When I look into the clerk’s smeared eyes, I see that exactly the same thing is happening to him as happened to me just now: an opium flashback, a sensation not of memory but of displacement in time: for a second I was nine years old again, and Nong was young and sexy, pulling out all the stops for one of her johns somewhere in France or Germany. (There were horse chestnut trees, empty streets black from rain, and old European houses built of stone that looked so solid. A strange light that had no origin permeating everything.)
Seeing the clerk lose control of his mind in the same way, I pounce. “But she included you in the house activities-she must have done. She had turned you into her best friend. No, let’s put it another way: she had made herself your only friend, because she understood you so much better than Freddie did. Freddie is a useful sugar daddy but has no depth. The anguish of being alive is something he drowned with booze years ago-like a lot of Brits, he is just one long alcoholic escape trip. But you-yes, it would have been an important part of her plan to include you, to make you an intimate. Otherwise you might have reverted to katoey jealousy and tried to bring her down. You do have that vicious katoey thing, don’t you? And let’s face it, you’ve never been a man with a big social life.”

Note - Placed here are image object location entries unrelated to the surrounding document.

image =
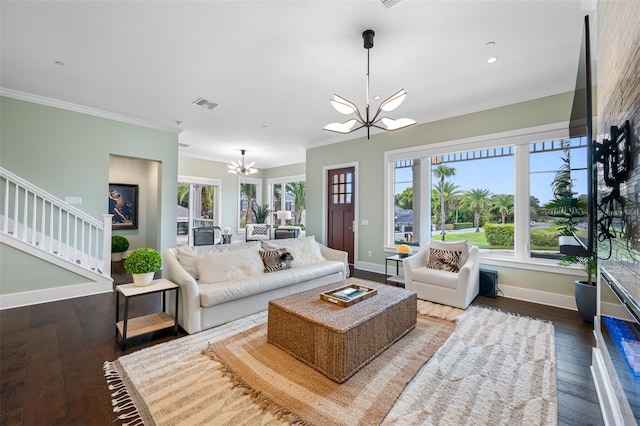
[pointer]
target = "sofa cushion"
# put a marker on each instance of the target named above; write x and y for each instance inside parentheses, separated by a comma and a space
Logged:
(275, 260)
(227, 266)
(435, 277)
(311, 272)
(187, 256)
(305, 251)
(215, 294)
(460, 246)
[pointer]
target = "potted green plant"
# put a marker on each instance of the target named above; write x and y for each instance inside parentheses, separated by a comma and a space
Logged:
(143, 263)
(261, 213)
(585, 292)
(565, 206)
(119, 245)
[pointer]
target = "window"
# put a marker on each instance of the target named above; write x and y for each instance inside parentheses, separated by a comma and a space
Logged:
(249, 201)
(493, 194)
(288, 194)
(198, 206)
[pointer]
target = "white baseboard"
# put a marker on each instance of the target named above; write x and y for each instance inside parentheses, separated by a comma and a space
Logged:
(541, 297)
(15, 300)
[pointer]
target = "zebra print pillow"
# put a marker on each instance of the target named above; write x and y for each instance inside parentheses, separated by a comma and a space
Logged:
(259, 230)
(444, 260)
(275, 260)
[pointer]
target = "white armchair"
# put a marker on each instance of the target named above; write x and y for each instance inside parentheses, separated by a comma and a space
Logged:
(446, 273)
(257, 232)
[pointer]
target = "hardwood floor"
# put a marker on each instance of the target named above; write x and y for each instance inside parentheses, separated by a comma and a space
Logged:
(51, 358)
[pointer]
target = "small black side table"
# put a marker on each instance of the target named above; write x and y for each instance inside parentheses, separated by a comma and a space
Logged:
(397, 279)
(131, 327)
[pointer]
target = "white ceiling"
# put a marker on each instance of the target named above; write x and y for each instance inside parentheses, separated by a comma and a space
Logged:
(272, 66)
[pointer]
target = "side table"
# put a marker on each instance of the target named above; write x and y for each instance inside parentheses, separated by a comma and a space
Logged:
(397, 279)
(131, 327)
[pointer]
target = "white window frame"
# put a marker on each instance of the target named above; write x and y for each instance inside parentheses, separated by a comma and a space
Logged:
(258, 183)
(283, 181)
(520, 139)
(216, 202)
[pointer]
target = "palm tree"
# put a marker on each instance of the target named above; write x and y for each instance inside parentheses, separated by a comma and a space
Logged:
(477, 199)
(442, 172)
(504, 204)
(249, 190)
(299, 192)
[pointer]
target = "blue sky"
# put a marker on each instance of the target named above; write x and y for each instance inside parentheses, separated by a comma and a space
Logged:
(497, 174)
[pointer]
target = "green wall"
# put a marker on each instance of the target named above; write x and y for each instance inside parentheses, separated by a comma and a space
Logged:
(68, 153)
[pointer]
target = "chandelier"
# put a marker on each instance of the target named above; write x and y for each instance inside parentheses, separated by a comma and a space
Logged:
(346, 107)
(241, 168)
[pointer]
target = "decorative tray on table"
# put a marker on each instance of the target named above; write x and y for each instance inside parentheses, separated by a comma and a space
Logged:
(348, 295)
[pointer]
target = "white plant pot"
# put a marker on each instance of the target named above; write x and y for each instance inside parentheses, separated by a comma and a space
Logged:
(141, 280)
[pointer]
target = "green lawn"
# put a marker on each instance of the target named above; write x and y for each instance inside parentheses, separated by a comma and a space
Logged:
(478, 239)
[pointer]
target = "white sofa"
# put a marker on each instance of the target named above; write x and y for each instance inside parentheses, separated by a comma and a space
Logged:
(432, 278)
(222, 283)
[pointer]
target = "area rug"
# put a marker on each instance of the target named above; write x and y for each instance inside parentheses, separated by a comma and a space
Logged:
(494, 369)
(297, 393)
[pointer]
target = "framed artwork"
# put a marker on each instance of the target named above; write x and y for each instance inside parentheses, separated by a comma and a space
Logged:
(123, 205)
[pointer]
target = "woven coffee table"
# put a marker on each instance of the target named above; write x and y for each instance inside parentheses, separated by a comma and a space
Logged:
(338, 341)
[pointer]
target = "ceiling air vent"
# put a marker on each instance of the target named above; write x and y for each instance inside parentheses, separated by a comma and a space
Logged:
(389, 3)
(205, 103)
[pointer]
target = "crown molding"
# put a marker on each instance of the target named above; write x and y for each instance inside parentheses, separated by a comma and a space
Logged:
(42, 100)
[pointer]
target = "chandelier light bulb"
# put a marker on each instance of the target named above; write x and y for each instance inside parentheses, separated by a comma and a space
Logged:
(241, 168)
(346, 107)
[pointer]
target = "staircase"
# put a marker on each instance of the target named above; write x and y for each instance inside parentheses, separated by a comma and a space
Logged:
(42, 225)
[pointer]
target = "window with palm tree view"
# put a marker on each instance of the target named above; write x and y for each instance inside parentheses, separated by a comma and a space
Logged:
(288, 194)
(474, 195)
(198, 207)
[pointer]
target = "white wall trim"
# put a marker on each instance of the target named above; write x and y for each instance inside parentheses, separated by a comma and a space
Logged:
(42, 100)
(15, 300)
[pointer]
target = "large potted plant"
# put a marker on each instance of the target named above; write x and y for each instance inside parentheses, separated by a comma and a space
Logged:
(261, 213)
(585, 291)
(143, 263)
(119, 245)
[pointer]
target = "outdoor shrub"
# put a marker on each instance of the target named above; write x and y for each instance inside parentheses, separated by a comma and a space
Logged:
(499, 235)
(463, 225)
(544, 238)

“But I’m not a man,” he says, “I don’t need big face. I don’t need a social life.”
“But you need to be understood. We all do. For you, it must have been intriguing and terrifying.”
“What?”
“To be understood by a woman, perhaps for the first time in your life.”
Truth can be a radical interrogation technique, and I’m not sure this clerk will survive. He is grinding his jaw and seems on the point of tears. I think I’ve pushed as far as I dare and give him time. He stares and stares out to sea, as if the answer lies there. Finally, he starts to spill his guts.
“She is very skillful with the fin. She prepares the pipe with exactly the amount for the effect she wants. We became intimate very quickly-I don’t mean sex, I mean something much deeper than that. ‘Soul fucking,’ she called it. I was pleased and flattered that such a woman would take an interest in me, even though I knew she had reasons. She had a way of using the fin to create a landscape. She introduced certain magic phrases when we were high, happy words like ‘When we’re totally free,’ and ‘Are you as delighted as I am to have found a soul mate?’ The best was ‘I understand you, Khun Sally-O. I don’t like sex either, it’s a bad joke. So much nicer to hold hands and be friends.’ ” He lets a couple of beats pass. “Pathetic, no? Not the sort of thing anyone would fall for without opium, right?” He sighs. “But fantasy is addictive. You know what she told me once? That she could only take about one hour of reality every day. The world was just too harsh. I can’t tell you how wonderful it felt, to have met someone-a woman of all things-who understood me that well. Me.”